His was a textbook case of small man syndrome, fuelled no doubt by a youth spent picking fights with lanky gits like me, just to prove a point.
"Whoareye f***in' beepin' ah?" he barked in my window, spitting bile, gesticulating furiously and trying to pull open my door. "Gerrouadat f***in' car so I can bate de head off ye, ye stupah bleedin' f***."
Small though he was, he looked angry and dangerous enough to happily pluck my limbs off one by one on the spot.
I wasn't going to provoke him. I didn't fancy being found in a bloated mess floating face-down in a canal just for the satisfaction of delivering a withering put-down about little men in big cars.

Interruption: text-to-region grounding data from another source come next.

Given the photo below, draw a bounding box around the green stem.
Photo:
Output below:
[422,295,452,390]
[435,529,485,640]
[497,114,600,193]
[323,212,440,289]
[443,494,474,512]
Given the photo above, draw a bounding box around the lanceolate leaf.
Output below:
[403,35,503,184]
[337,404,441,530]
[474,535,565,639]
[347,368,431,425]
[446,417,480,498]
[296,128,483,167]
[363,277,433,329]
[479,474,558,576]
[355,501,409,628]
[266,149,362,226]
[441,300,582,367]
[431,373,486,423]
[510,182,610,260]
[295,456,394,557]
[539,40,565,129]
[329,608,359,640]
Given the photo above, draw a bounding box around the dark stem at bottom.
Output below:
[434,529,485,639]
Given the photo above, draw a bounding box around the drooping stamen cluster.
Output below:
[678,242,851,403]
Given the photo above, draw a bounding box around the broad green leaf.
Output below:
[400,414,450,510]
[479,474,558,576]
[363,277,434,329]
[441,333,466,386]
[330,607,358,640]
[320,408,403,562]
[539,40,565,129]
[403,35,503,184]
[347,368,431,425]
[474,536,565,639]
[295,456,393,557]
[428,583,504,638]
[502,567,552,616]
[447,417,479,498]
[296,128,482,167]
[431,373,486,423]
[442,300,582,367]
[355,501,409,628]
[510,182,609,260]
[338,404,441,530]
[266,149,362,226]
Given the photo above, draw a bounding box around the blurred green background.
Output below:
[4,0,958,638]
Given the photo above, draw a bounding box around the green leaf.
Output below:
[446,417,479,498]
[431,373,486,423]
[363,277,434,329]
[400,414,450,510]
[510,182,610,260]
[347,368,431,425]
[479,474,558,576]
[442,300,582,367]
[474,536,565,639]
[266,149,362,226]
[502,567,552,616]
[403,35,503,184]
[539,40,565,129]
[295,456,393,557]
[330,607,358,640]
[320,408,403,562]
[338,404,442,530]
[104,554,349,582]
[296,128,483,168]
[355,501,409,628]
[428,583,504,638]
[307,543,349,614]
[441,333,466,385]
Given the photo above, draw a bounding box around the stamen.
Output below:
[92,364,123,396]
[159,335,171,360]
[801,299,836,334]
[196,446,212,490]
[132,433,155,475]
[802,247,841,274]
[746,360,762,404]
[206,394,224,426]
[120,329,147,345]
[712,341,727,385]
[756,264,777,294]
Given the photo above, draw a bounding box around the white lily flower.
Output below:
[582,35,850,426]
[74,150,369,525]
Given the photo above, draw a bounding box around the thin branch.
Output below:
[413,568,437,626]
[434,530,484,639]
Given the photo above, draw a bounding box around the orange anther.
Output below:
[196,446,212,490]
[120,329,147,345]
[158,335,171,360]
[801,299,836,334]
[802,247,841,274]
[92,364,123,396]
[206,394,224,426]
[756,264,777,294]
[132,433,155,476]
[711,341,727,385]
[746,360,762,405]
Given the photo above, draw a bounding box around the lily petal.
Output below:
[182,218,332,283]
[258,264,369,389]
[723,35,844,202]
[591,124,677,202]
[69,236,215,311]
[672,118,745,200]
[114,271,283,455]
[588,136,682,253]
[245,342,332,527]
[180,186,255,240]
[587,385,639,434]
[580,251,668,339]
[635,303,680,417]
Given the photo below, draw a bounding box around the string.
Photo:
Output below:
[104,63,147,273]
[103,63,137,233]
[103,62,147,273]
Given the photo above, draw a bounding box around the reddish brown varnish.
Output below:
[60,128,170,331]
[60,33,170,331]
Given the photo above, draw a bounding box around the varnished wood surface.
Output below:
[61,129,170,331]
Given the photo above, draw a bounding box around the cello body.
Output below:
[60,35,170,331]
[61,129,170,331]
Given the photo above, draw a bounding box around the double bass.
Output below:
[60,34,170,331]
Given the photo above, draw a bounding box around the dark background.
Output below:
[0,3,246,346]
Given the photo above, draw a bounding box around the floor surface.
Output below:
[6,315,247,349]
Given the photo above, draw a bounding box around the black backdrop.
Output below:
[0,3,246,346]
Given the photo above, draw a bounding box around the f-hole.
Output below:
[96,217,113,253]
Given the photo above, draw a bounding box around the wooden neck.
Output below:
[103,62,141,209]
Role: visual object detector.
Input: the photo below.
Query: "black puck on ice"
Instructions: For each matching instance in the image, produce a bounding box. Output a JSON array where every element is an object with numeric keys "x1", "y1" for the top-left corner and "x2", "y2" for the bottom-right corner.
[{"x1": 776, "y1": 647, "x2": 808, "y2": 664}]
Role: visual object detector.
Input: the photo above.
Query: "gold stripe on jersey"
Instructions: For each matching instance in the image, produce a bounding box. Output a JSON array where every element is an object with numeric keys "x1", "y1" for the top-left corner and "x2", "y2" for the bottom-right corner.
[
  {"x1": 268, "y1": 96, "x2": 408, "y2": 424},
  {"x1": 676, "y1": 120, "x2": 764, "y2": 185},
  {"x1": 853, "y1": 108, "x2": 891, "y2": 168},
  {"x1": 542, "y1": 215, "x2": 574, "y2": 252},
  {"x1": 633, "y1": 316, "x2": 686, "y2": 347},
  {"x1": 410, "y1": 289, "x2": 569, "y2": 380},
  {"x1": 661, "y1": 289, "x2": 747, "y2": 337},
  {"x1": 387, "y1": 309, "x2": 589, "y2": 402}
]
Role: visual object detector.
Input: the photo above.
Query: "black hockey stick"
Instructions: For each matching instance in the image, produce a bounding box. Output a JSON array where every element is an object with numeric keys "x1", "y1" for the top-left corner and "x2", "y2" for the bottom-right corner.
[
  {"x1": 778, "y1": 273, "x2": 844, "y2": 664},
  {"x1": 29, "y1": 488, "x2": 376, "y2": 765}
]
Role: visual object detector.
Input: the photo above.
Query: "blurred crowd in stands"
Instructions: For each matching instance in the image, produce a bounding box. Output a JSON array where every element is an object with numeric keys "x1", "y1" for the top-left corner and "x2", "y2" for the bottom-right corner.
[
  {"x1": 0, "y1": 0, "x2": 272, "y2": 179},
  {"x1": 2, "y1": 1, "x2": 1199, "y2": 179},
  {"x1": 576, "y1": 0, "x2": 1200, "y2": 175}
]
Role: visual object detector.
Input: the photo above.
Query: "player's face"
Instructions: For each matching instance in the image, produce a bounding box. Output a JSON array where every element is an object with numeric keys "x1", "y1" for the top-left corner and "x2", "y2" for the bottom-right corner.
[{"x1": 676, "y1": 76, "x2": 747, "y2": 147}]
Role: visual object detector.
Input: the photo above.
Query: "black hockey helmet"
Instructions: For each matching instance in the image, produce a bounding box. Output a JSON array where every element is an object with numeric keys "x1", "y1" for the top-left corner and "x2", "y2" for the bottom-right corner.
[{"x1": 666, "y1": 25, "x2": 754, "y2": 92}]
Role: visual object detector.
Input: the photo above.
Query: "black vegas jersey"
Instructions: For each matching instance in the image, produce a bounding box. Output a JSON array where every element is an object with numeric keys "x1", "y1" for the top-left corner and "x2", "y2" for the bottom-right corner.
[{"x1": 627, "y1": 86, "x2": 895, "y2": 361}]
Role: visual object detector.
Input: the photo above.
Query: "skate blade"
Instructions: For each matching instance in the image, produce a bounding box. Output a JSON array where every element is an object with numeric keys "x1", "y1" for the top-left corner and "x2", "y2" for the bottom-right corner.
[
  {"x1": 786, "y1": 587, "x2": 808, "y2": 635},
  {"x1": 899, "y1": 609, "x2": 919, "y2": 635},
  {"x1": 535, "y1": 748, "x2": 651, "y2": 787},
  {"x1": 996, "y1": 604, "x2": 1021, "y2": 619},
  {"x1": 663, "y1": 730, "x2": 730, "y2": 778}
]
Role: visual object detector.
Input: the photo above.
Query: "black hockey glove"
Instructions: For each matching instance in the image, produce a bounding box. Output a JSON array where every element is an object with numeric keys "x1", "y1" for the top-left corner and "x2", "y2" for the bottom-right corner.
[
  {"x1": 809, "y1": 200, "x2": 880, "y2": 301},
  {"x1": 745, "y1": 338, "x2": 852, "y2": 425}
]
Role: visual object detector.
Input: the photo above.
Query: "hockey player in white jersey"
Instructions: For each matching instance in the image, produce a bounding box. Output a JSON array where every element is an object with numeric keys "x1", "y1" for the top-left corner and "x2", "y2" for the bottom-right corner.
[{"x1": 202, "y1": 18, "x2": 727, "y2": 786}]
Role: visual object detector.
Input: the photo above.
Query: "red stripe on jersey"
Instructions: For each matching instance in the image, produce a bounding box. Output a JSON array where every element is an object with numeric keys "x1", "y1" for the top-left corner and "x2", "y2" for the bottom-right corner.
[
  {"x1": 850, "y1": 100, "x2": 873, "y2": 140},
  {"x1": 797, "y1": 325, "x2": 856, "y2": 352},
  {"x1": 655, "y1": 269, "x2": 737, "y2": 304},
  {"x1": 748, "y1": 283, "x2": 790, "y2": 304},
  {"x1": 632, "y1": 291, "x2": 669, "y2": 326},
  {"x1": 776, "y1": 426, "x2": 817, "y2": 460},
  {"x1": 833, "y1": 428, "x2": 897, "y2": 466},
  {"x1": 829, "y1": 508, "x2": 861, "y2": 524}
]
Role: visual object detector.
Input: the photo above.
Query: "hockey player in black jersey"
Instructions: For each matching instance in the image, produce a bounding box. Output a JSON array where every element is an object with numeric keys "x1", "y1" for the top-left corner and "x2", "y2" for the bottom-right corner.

I just sat my ground inside the Princess. I wasn't going to try and placate him by apologising. Why should I? He'd nearly killed me, all because he couldn't stand the idea of someone else being in front of him, least of all someone in a 16-year-old Beemer. He didn't hand over €150,000 of hard-earned drug money to end up stuck behind a car worth less than his trousers.
I opted for the stonewall approach. "You're blocking traffic. There are people waiting to get past," I said calmly, subtly pointing out the growing number of witnesses in case it occurred to him to garrotte me there and then.
"F*** dem. An' f*** you an' all." "You're blocking traffic," I repeated in a mantraesque monotone. Again and again. Eventually, he got fed up, frustrated I wasn't giving him an excuse to dismember me. "Learn to f***in' drive, ye f***in' b****x!" he yelled, veins bulging with apoplexy, before storming off.
"Thanks very much. I'll do that. Straight away. See you now," I said to the festering mass of fury as he clambered, with some difficulty it must be said, back into his thugmobile.
Half a mile down the road, I pulled up beside him at another set of lights. I considered blowing him a kiss. For the laugh. But I desisted.
I was thinking of you, dear readers. Have you ever read something typed with broken fingers?